Did I say peers? In the end, only one peer mattered: George W. Bush. If you must blame someone -- take it out on the framers of the Constitution who gave this compassionate conservative the authority to insure that his friend never spends an incarcerated night away from his family.

Frankly, everyone needs a friend like George Bush. Just imagine having your own life size Monopoly "get out of jail free" card whenever you did something wrong. If you are his friend you need only for him to conclude, without the aid of the Justice Department, that your sentence is excessive and voila, you're free!

Too bad Genarlow Wilson doesn't have George Bush as a friend. Wilson, an honor student and star athlete at his Georgia high school, has already served 27 months of a 10-year mandatory felony sentence for a voluntary act of oral sex with another teenager. He was 17, she was 15.

A judge recently ordered Wilson to be released immediately. But shortly after the ruling Georgia's attorney general, Thurbert Baker announced that he was appealing the ruling to the state Supreme Court resulting in Wilson remaining behind bars. Now if George Bush were his friend, Wilson would be at home sipping lemonade instead of confined to a cell.

Flozelle Woodmore, who I wrote about last week, could really benefit from having George Bush as a friend.

In 1986, Woodmore, then 18 years old, killed her longtime boyfriend, Clifton Morrow, after years of well-documented abuse. At the time of her trial, abuse was not allowed in court as a mitigating circumstance. Woodmore pleaded guilty to second-degree murder and was sentenced to 15 years to life. She remains incarcerated in Central California Women's Facility in Chowchilla.

For 18 years she has been a model inmate. For the past six years, Woodmore has appeared before the state's parole board; and each time the board members found her fit for release. In addition, Woodmore's sentencing judge, the district attorney, as well as the victim's family support her release, but Governors Davis and Schwarzenegger have overruled the board's judgment the previous five years.

Ah, but if George Bush were her friend -- need I say more?

There are also innocent people sitting on death row who desperately need George Bush as a friend. But George Bush cannot be their friend because he is Scooter Libby's friend; and such friendship is rare indeed.

For it is the type of friendship that ignores the rule of law, and is simply not available to those on society's margin. This is a friendship whose foundation is carved out of the granite of access and privilege.

As the most neo-conservative shills cackled away as to the miscarriage of justice that convicted Libby, one would have thought he morphed into Nelson Mandela instead of a Bush/Cheney loyalist who perjured himself. But with a friend like George Bush, one can commit perjury and come out looking like a freedom fighter.

Under the Bush monarchy, there is nuance when it comes to habeas corpus, the Geneva Conventions, the use of torture, and preemptive war, but when someone who is on the team commits perjury one must err on the side of the guilty.

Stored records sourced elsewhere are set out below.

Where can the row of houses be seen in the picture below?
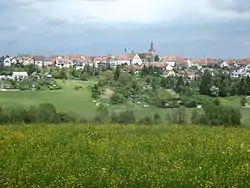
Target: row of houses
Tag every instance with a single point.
(168, 63)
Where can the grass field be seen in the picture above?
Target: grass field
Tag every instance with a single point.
(79, 102)
(124, 156)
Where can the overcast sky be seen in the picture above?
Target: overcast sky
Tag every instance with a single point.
(191, 28)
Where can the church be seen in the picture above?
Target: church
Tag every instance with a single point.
(150, 55)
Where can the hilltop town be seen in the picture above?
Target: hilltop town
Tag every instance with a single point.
(171, 65)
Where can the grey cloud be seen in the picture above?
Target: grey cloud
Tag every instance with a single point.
(239, 6)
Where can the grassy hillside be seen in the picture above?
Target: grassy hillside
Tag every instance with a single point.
(79, 102)
(124, 156)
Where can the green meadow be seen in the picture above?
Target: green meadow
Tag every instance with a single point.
(80, 103)
(124, 156)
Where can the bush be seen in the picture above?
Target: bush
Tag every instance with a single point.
(127, 117)
(117, 98)
(146, 121)
(243, 101)
(77, 87)
(157, 119)
(217, 114)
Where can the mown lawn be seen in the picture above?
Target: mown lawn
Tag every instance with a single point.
(66, 100)
(79, 102)
(124, 156)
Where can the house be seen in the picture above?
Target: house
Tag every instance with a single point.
(19, 75)
(128, 59)
(100, 61)
(38, 60)
(62, 62)
(7, 62)
(168, 73)
(169, 67)
(224, 65)
(25, 60)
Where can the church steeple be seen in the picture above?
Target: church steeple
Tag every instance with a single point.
(152, 50)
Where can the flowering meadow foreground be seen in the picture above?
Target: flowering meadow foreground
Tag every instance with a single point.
(124, 156)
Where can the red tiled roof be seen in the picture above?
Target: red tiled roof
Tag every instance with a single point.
(126, 57)
(174, 58)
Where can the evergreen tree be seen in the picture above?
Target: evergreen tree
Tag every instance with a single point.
(206, 83)
(117, 72)
(180, 85)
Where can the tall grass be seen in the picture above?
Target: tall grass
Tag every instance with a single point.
(124, 156)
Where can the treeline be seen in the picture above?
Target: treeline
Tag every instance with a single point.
(213, 113)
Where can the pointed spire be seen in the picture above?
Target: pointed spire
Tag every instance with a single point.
(151, 47)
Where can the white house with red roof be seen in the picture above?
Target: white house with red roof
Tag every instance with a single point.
(128, 59)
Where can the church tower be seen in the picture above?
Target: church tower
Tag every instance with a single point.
(152, 50)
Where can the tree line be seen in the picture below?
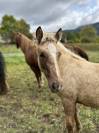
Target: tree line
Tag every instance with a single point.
(87, 34)
(10, 24)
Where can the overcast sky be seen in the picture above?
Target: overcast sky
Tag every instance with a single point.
(52, 14)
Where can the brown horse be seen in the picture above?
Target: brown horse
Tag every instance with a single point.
(28, 48)
(73, 78)
(3, 83)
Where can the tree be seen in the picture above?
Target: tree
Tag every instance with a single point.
(88, 34)
(23, 27)
(9, 25)
(71, 37)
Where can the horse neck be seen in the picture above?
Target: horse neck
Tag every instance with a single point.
(66, 59)
(24, 45)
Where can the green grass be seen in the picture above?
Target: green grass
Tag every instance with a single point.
(26, 109)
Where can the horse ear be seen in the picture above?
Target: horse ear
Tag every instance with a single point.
(39, 34)
(58, 34)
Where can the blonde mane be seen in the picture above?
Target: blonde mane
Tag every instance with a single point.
(64, 49)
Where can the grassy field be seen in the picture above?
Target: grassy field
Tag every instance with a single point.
(26, 109)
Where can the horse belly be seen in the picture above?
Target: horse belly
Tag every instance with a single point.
(89, 97)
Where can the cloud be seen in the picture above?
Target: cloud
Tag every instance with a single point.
(52, 14)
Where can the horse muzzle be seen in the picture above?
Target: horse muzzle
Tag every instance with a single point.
(56, 87)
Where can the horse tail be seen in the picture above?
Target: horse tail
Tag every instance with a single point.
(3, 84)
(2, 67)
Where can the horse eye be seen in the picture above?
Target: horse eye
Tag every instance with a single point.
(42, 55)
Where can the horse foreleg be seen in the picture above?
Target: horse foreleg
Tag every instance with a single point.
(69, 108)
(78, 124)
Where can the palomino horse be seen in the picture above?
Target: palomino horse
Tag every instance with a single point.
(73, 78)
(28, 48)
(3, 83)
(77, 50)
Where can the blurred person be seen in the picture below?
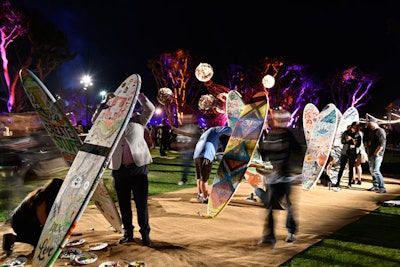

If you are George Bush's friend you can lie, stonewall, omit facts, or add new unsubstantiated ones assuming the cause is to lead this country into the most unnecessary and tragic foreign policy decision since the Constitution was ratified.

But if your are not his friend then you must live with the inconveniences of the rule of law. No matter how just your cause, his hands are tied.

Ironically, when opining about the 152 death warrants for inmates he signed as governor of Texas, then candidate George Bush wrote: "I don't believe my role is to replace the verdict of a jury with my own" -- unless of course, you are his friend.